The ancient city of Varanasi was all that I had read about and envisaged. It delivered in spades the smells and sights that filled the imagination, boggled the senses and pulled you right out of your comfort zone. An early morning boat ride on the sacred Ganges to the cremation Ghats was unforgettable and although Hindus believe its waters cleanse the soul, I wasn't getting wet no matter how many of my sins need urgent attention.
The cell phone is an essential piece of equipment and everyone appeared to have at least one. This is a country where the women work hard behind the scenes and small groups of men linger everywhere. Higher education is valued and even the child hawkers can greet and discuss the merits of their particular product with each nationality in their own tongue. Although India has a reputation, and because of this, I researched and chose how I wanted to travel with care, I never felt unsafe or threatened and most people were curious but friendly. Even the beggars or hawkers, although very much in your face sometimes, did not touch you.
If you are the sort of traveler who prefers driving sedately, then India will indeed be an eye opener. If Athens is organized chaos and Cairo is just chaos, then India is polite anarchy. I could detect no discernable patterns or rules in some of the best roundabout jams and it was just nose to tail with cars, buses, trucks, cows, auto rickshaws, horses, people, bikes and carts. Apparently you need three things to drive - good horn, good brakes and good luck. I think good nerves and the ability to hold it should be added to the list.
Local transport drivers have their paying clients (as many as you can fit in), their profit (hanging out of doors or off the bumpers) and then their bonuses (on the roof). And when a bit of road opened up everyone put the hammer down. It was not unusual when open road driving, to see trucks coming the wrong way up your lane, folks passing while others passed them or livestock meandering across the highway. The loads were fantastic and on the outskirts of cities, kilometres of decorated trucks parked up waiting for their next jobs.

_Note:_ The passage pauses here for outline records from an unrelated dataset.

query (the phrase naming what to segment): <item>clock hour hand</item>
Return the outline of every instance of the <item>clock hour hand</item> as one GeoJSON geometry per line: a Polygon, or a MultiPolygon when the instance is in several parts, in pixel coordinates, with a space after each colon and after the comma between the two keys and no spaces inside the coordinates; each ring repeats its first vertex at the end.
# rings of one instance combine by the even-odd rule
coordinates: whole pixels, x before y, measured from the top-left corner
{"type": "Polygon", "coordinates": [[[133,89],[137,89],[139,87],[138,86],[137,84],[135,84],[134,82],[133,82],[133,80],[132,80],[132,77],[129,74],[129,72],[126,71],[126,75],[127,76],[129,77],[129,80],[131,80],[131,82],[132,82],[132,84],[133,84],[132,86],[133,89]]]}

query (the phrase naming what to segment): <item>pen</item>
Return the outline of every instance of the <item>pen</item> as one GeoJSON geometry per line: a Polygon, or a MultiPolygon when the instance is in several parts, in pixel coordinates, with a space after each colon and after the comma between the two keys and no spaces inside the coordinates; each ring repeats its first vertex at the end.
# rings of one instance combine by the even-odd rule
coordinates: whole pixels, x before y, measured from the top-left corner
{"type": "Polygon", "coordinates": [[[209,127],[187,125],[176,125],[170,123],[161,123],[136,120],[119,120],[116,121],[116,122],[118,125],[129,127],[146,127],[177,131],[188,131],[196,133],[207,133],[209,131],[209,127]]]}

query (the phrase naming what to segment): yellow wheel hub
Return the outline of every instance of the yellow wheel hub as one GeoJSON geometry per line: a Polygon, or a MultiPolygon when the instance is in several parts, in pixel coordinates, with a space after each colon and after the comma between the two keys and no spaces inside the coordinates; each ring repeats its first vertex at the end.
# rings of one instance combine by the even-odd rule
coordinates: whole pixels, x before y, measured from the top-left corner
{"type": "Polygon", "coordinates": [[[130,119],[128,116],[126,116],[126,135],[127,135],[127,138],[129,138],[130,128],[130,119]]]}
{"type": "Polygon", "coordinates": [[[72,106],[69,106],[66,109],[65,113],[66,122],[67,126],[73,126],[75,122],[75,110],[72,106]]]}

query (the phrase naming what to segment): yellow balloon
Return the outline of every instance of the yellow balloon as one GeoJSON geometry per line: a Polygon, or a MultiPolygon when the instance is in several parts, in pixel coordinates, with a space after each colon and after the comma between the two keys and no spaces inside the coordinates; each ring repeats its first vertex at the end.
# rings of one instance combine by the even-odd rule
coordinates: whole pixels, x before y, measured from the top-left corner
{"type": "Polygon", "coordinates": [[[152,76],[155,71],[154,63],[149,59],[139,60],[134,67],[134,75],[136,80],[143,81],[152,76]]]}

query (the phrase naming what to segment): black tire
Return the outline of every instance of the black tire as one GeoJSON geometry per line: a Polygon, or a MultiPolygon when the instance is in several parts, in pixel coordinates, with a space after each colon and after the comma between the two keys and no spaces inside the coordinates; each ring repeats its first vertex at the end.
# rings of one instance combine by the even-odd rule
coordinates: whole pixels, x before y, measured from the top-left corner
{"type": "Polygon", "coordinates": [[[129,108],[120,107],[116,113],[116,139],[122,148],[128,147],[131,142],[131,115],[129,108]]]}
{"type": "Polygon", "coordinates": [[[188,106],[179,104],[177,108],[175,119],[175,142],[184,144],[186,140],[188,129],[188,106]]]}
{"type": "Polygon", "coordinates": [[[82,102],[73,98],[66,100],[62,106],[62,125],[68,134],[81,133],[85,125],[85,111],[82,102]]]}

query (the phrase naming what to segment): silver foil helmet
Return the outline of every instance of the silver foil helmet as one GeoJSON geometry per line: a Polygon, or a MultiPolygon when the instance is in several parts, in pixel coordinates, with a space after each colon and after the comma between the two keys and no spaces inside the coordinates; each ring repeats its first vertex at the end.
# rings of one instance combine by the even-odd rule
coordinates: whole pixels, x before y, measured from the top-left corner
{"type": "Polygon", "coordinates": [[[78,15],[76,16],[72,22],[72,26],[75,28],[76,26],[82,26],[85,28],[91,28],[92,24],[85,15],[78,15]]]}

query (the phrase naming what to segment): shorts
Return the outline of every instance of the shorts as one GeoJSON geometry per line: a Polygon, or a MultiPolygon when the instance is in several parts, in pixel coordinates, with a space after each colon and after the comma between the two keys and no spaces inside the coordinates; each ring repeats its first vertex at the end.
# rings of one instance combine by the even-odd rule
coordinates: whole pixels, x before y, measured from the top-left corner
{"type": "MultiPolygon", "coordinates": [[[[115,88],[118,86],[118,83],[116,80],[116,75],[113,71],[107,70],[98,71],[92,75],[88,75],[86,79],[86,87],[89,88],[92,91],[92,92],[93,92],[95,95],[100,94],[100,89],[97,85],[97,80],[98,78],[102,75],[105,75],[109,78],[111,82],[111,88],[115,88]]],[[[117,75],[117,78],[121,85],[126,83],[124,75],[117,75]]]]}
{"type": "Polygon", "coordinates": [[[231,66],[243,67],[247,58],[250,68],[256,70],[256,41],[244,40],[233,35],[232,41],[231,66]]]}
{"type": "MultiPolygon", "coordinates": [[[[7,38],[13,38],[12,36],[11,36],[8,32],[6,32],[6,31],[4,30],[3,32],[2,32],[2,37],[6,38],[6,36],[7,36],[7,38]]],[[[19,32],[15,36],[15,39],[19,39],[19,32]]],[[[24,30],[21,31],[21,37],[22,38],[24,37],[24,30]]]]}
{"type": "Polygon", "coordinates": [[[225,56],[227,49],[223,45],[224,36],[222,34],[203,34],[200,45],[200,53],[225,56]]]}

The food was incredible and in a country where it's important to be aware of exactly what goes in your mouth, it was difficult to stop eating. My tummy held up well - lucky maybe, but full definitely. Portions where decent and travelling with 4 others allowed lots of tastings at excellent value. Alcohol was the kicker - the taxes on that made it a bit pricey.
Landing in Cochin was like arriving in a different country. The sweaty, oppressive heat of the south reinforced that it was Kerala's off season but the fantastic shopping in small air conditioned boutiques in Jew Town more than made up for it. The quaintness of the harbour and picturesque Chinese fishing nets added another dimension for me to India's huge diversity.
Inland to Periyar was where tiger spotting and spice & tea plantations called. The south seemed relaxed, lusher and more aware of tourism & the environmental impact on each other. Accommodations with Ayurvedic massage and spotless grounds nestled comfortably beside homestays and more simple hotels. Our houseboat on the backwaters was a simple delight and we were witness to a spectacular light & sound show with a massive storm passing through. Our final night was spent at a green resort in Kumarakom where we happily got rid of all remaining rupees being massaged and exfoliated to within an inch of indecency. The rupee certain goes a long way here.
India is not coy about her problems and this is not a country for the precious traveler. But this remarkable, colourful nation definitely deserves consideration when planning your next adventure.
And you may well like me, decide you want to return.